Entonces se adentró en el óvalo y su figura se desvaneció. De inmediato, el fuego empezó a apagarse y el hielo a fundirse. Los cucubuths aullaban mientras caían en picado y los cuervos chillaban.
Virginia cerró los ojos y se abalanzó sobre el ardiente y derretido óvalo…
… y al abrirlos el sol la cegó. Inspiró un aire cálido y un tanto salobre. Rápidamente descubrió que estaba sobre la hierba, oyendo el ruido del tráfico. Las bocinas de los coches tronaban y, de repente, le pareció que era el sonido más musical del mundo. Se incorporó y miró a su alrededor. Dee estaba sentado justo detrás de ella. Excalibur y Clarent yacían en la hierba, junto a él; una sumergida en un diminuto charco de hielo y la otra apoyada sobre hierba quemada.
—John, tus manos… —dijo Virginia horrorizada.
El Mago las alzó. Estaban quemadas y ennegrecidas; la piel en carne viva mientras unas increíbles ampollas habían empezado a formarse.
—Es el precio que he tenido que pagar —dijo con una mueca de dolor.
Virginia se puso en pie y miró a su alrededor. Oía voces muy cerca. Había árboles por todas partes, aunque lograba divisar los tejados de los edificios más cercanos. Uno de ellos, una torre, le resultaba muy, pero que muy familiar.
—John, ¿qué has hecho? ¿Dónde estamos? Dime que no es otro Mundo de Sombras.
—De repente me he dado cuenta de lo que estas espadas podían hacer —dijo en voz baja—. No, me he dado cuenta no es la expresión adecuada. Alguien me ha dicho de qué eran capaces estas espadas.
Cuando se volvió para mirar a Virginia, ésta distinguió unas diminutas motas celestes y escarlatas, como esquirlas de hielo y cenizas, en los ojos grises del Mago.
—Los Inmemoriales crearon los Mundos de Sombras con las espadas… pero los Arcontes las usaban para crear las líneas telúricas.
—¡Has creado una línea telúrica! —exclamó Virginia totalmente perpleja—. Esto es impresionante, incluso para ser tú. ¿Y qué hay de los cucubuths y los cuervos?
—Estarán atrapados para siempre… A menos que Odín persiga a sus mascotas.
—¿Cómo nos has traído hasta aquí? —preguntó Virginia.
La sonrisa de Dee parecía un reproche.
—Simplemente visualicé el lugar donde quería que estuviéramos… —explicó.
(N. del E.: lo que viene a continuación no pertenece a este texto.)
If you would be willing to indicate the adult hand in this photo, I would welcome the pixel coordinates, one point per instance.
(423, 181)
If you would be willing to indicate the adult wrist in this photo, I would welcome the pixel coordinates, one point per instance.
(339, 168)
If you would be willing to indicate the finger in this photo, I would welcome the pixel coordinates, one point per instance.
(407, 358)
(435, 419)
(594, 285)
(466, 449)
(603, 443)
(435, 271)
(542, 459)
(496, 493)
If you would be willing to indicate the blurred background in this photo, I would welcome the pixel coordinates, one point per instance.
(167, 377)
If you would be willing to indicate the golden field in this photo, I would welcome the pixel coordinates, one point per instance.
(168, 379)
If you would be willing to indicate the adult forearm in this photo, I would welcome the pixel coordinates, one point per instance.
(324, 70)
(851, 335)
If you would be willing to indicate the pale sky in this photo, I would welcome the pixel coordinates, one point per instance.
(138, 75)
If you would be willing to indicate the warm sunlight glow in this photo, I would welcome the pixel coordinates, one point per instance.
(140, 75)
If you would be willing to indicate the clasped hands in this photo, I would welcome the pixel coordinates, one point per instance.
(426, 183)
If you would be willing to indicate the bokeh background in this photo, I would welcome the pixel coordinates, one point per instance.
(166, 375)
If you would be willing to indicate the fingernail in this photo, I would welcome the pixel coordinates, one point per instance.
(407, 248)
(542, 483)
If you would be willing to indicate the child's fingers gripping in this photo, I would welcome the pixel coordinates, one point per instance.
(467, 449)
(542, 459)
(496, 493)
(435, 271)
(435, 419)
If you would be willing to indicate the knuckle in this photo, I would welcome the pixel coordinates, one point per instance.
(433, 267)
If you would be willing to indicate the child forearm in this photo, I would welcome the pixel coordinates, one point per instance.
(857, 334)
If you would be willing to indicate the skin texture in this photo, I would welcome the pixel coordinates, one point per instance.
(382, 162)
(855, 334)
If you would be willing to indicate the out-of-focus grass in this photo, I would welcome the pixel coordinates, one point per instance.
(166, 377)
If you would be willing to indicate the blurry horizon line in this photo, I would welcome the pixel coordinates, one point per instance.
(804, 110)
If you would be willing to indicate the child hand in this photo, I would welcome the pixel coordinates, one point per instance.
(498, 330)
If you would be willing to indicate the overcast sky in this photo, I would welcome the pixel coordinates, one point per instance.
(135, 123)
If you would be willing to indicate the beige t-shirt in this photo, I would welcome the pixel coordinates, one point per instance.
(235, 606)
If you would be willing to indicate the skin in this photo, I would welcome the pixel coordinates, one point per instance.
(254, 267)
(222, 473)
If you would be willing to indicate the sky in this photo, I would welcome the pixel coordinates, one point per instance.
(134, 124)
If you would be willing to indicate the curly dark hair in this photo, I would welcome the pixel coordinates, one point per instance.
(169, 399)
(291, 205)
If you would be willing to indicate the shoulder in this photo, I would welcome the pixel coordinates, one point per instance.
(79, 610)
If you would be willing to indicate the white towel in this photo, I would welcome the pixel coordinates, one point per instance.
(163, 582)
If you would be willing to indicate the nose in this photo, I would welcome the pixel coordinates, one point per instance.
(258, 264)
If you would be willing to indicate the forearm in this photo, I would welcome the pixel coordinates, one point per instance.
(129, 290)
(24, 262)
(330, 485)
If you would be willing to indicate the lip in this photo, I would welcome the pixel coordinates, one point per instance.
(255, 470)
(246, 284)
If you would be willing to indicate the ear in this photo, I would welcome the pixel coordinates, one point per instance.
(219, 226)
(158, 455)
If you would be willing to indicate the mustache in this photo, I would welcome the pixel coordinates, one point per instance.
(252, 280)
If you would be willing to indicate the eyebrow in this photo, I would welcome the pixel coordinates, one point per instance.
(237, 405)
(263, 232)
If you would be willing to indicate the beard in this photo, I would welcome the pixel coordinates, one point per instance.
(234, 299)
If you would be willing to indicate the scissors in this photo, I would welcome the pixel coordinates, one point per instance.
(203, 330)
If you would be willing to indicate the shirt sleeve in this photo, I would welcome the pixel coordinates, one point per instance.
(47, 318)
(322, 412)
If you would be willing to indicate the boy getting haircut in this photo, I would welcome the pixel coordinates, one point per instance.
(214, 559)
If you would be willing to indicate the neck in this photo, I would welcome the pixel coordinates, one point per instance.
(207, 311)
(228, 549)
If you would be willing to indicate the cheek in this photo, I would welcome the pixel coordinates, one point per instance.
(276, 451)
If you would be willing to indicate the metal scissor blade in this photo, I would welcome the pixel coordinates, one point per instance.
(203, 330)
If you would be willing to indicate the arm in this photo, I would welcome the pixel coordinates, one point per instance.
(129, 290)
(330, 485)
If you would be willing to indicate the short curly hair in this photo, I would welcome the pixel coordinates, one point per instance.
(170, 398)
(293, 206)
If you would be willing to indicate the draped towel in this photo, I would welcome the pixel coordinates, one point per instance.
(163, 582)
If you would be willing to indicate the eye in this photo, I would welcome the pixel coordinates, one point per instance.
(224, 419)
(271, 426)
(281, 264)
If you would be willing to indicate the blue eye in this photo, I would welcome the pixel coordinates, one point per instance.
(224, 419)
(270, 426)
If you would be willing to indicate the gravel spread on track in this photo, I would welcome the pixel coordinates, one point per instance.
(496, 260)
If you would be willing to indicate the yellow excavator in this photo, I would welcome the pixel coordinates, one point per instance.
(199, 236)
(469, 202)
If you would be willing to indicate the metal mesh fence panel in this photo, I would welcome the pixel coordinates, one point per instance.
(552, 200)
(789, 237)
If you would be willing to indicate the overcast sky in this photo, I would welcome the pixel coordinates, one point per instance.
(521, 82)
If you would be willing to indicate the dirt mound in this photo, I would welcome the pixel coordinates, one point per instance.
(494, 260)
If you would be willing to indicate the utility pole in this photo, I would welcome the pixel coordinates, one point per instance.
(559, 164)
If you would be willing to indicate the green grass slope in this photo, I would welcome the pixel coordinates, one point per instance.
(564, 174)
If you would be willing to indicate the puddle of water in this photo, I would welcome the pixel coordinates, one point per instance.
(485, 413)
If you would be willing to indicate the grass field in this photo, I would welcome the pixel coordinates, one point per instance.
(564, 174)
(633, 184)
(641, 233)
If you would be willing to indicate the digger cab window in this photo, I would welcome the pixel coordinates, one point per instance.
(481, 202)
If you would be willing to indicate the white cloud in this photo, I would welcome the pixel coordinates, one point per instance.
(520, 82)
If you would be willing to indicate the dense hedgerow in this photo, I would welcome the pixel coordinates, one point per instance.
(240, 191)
De repente, se miró otra vez las manos y añadió—: ¿Sabes?, me están empezando a doler las manos…
—Ponte un poco de aloe vera —dijo automáticamente Dare—. ¿Y dónde estamos exactamente?
—Parque Pioneer, en San francisco —desveló al final. El Mago desvió la mirada hacia el edificio Coit, que asomaba por encima de las copas de los árboles, y agregó—: A cinco minutos de mi casa.